The body's normal immune system would have difficulty attacking the tumor since the CD46 acts to interrupt the Complement cascade that might attack the tumor cells and destroy them
MV-Edm Can Attack Healthy Cells Too
Obviously, since the MV-Edm is just as capable of attaching to the CD46 sites on normal neighboring cells as well as around the body as a whole, tracking dosage levels is very important.
Through recombinant RNA manipulation the MV-Edm virus can be modified to synthesize a molecule that is nonreactive but detectable in the serum such as the non-reactive peptide MV-hCEA , human carcinoma embryonic antigen.
Also, there have been numerous "tumor markers" identified in recent decades. These are molecules, present in the serum, that are produced either by the tumor cells or the tissues being affected by the tumor and are specific for different types of cancers. They are used as a non invasive means of finding out if there is a cancer and in identifying the type of cancer. Knowing the type also helps identify where the tumor is. So checking for the continued presence of a tumor marker can help in determining if the tumor is still present.

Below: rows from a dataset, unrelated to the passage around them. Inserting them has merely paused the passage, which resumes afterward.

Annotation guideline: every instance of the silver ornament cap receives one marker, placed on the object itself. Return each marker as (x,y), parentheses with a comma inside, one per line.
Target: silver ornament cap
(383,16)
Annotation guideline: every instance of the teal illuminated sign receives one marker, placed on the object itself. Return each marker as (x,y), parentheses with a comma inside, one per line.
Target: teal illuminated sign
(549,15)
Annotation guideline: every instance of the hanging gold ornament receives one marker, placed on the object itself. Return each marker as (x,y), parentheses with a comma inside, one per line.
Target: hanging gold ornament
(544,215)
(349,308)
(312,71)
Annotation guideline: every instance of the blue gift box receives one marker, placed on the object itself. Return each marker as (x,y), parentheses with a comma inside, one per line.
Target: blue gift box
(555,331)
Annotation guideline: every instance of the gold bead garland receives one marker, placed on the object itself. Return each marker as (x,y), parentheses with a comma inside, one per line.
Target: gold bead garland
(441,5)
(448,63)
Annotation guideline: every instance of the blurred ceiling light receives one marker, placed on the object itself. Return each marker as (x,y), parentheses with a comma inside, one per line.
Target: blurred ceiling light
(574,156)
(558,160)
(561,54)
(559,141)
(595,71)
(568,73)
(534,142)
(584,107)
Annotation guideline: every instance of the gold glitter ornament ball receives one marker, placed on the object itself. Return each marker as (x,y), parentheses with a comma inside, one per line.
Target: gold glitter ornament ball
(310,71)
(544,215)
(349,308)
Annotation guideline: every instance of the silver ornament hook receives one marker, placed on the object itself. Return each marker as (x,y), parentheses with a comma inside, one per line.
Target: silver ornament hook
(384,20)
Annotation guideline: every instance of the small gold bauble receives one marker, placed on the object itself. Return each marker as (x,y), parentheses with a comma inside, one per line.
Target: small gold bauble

Back To The Syncytia And Other Problems
The tumor cells, once infected, function as host to the virus and become the site of viral replication. As the tumor cells multiply so do the MV-Edm and its effect of degrading the cellular integrity of the tumor.
However as the tumor cells die the MV-Edm lose access to the cells they need for propagation. This may cause a dynamic equilibrium in which the cancer is never completely removed.
It may be possible to genetically engineer the MV-Edm to be more oncotoxic.
Another potential problem may be the immunity of patients, who already have measles' antibody through having had measles or having had the vaccine, and who are capable of destroying the MV-Edm virus before it can affect the tumor.
Thus far that has not proven to be a significant problem. Increasing dosages of the MV-Edm may be sufficient to deal with this issue.
The cancers the MV-Edm are being tested against all occur in compartmented areas of the body like the peritoneal cavity or the bone marrow, so concentrations of the MV-Edm can be introduced in large enough levels to be effective and at the same time be relatively protected from the patient's antibodies. Since the sites are somewhat contained the MV-Edm is less likely to dilute into other parts of the body.
The End
This is research that is still on going. Other viruses are being looked at for their specificity to certain types of cancers that may express other potential attachment sites than CA46.
I know this screed got very long winded but I find this type of bio-whateverness totally fascinating and wicked cool.